2. Rasio hidrogen terhadap minyak, kemurnian hidrogen, tekanan parsial hidrogen, dll.
3. Kecepatan aliran udara.
4. Suhu reaksi
Sifat bahan baku, kecepatan aliran udara, rasio hidrogen terhadap minyak, kemurnian hidrogen yang digunakan dalam siklus, tekanan parsial hidrogen, tingkat pengendapan katalis
Tingkat presulfurisasi yang baik atau buruk, kualitas pemasangan katalis, pengendalian rasio hidrogen terhadap minyak, pengendalian tekanan reaksi, dan pengendalian suhu!
Waktu operasi, kondisi penggumpalan, apa lagi?

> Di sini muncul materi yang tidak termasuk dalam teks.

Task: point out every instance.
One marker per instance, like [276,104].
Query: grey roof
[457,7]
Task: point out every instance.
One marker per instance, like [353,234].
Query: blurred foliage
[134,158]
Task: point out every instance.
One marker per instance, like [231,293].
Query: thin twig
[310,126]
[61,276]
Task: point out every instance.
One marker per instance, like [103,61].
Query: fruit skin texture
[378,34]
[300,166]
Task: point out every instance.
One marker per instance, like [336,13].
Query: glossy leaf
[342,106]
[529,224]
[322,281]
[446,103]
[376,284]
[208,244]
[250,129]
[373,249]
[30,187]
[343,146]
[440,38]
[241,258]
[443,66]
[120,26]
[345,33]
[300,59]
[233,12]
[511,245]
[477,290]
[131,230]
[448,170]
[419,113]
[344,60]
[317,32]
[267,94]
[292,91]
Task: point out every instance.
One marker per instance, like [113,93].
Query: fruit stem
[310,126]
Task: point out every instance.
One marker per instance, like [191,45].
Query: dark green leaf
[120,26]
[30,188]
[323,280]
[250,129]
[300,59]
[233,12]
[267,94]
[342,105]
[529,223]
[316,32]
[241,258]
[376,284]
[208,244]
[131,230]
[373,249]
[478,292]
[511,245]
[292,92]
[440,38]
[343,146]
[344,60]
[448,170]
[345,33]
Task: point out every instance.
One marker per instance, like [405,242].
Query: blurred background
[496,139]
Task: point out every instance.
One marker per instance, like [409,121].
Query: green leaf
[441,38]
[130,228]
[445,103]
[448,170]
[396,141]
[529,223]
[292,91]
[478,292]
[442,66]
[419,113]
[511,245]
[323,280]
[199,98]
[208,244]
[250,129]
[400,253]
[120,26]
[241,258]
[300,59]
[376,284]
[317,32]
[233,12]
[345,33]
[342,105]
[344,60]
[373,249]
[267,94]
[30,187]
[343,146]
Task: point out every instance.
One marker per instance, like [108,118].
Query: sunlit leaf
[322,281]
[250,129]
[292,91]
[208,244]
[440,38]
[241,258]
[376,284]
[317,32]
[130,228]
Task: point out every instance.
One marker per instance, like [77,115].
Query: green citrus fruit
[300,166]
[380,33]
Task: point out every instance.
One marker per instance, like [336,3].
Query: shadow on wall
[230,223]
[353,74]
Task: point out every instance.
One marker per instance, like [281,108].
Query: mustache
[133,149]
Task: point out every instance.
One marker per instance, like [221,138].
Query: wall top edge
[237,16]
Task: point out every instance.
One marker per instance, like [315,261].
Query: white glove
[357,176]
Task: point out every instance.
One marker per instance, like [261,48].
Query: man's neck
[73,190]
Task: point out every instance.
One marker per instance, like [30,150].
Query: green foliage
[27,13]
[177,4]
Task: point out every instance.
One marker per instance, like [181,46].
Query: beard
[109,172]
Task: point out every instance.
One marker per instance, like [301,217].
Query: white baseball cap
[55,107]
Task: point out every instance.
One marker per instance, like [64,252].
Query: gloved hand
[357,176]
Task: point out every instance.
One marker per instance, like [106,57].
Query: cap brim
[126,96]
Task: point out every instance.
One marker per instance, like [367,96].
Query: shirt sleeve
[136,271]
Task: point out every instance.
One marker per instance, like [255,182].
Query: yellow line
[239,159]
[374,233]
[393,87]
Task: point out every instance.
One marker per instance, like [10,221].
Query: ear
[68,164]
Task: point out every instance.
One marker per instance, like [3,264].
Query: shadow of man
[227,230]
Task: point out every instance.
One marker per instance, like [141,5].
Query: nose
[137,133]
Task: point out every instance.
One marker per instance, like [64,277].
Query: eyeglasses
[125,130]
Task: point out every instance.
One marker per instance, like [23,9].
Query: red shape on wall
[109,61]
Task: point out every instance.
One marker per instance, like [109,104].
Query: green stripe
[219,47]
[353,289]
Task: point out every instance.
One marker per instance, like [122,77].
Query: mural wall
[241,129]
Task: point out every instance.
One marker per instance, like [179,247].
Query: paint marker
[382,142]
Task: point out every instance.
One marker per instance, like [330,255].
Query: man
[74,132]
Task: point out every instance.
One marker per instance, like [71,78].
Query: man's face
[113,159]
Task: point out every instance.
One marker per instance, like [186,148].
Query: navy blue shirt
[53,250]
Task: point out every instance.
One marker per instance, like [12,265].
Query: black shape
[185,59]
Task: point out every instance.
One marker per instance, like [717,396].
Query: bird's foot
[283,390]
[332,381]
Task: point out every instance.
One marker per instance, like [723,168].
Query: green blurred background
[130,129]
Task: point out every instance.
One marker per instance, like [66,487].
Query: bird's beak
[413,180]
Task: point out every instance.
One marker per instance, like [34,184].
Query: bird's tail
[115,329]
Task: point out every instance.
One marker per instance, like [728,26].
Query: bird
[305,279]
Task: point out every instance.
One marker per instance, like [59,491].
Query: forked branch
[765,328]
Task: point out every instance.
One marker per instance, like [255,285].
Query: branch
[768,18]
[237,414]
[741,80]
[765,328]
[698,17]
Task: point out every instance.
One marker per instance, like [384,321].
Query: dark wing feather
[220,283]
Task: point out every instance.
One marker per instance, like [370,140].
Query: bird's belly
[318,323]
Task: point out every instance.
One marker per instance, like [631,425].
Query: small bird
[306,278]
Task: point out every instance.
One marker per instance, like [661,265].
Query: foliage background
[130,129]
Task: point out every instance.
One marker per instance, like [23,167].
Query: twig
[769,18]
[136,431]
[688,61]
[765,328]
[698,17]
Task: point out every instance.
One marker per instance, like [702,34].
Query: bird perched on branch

(1) Diperlukan adanya kerangka yang memiliki komponen-komponen tertentu. Saat digunakan sebagai katalis padat, ukuran partikel yang sesuai serta kekuatan mekanis yang baik memastikan bahwa sifat hidrodinamika katalis tersebut memenuhi persyaratan dalam proses katalisis. (2) Meningkatkan tingkat pemanfaatan fraksi yang dapat diakses oleh kelompok aktif. Hal ini memberikan luas permukaan yang besar pada komponen aktif, sehingga memudahkan proses difusi-migrasi molekul reaktan, adsorpsi, dan reaksi di permukaan, serta proses desorpsi-difusi molekul produk dalam reaksi katalisis multiphasa. (3) Meningkatkan stabilitas termal katalis. Komponen aktif yang berada secara terpisah dipengaruhi oleh kecenderungan termodinamika untuk menurunkan energi permukaan, sehingga memiliki kecenderungan yang kuat untuk bergabung. Bahan pembawa memiliki stabilitas termal yang baik, dan berfungsi sebagai penghalang bagi pergerakan serta pendekatan partikel komponen aktif yang bersifat sangat terdispersi, sehingga meningkatkan suhu yang diperlukan untuk terjadinya proses sintering pada komponen aktif tersebut. Kemajuan penelitian mengenai faktor-faktor yang mempengaruhi aktivitas katalis hidrogenasi desulfurisasi _ Unduh dokumen di http://www.wenku*azai.com/doc/47547e166c175f0e7cd137e4.html
1. Suhu memiliki pengaruh yang besar terhadap aktivitas katalis. Pada suhu yang terlalu rendah, aktivitas katalis sangat rendah sehingga kecepatan reaksi juga lambat. Seiring meningkatnya suhu, kecepatan reaksi akan meningkat secara bertahap. Namun, setelah mencapai kecepatan maksimum, kecepatan reaksi akan mulai menurun lagi. Sebagian besar katalis memiliki rentang suhu aktifnya masing-masing. Jika suhunya terlalu tinggi, katalis tersebut dapat mengalami sintering sehingga aktivitasnya berkurang. 2. Terjadinya pengoksidan pada katalis, yang menyebabkan penurunan aktivitas katalis tersebut. Seiring bertambahnya waktu reaksi, penumpukan karbon pada katalis semakin meningkat, sehingga aktivitas katalis pun menurun. 3. Peningkatan reaksi samping juga dapat menurunkan aktivitas katalis.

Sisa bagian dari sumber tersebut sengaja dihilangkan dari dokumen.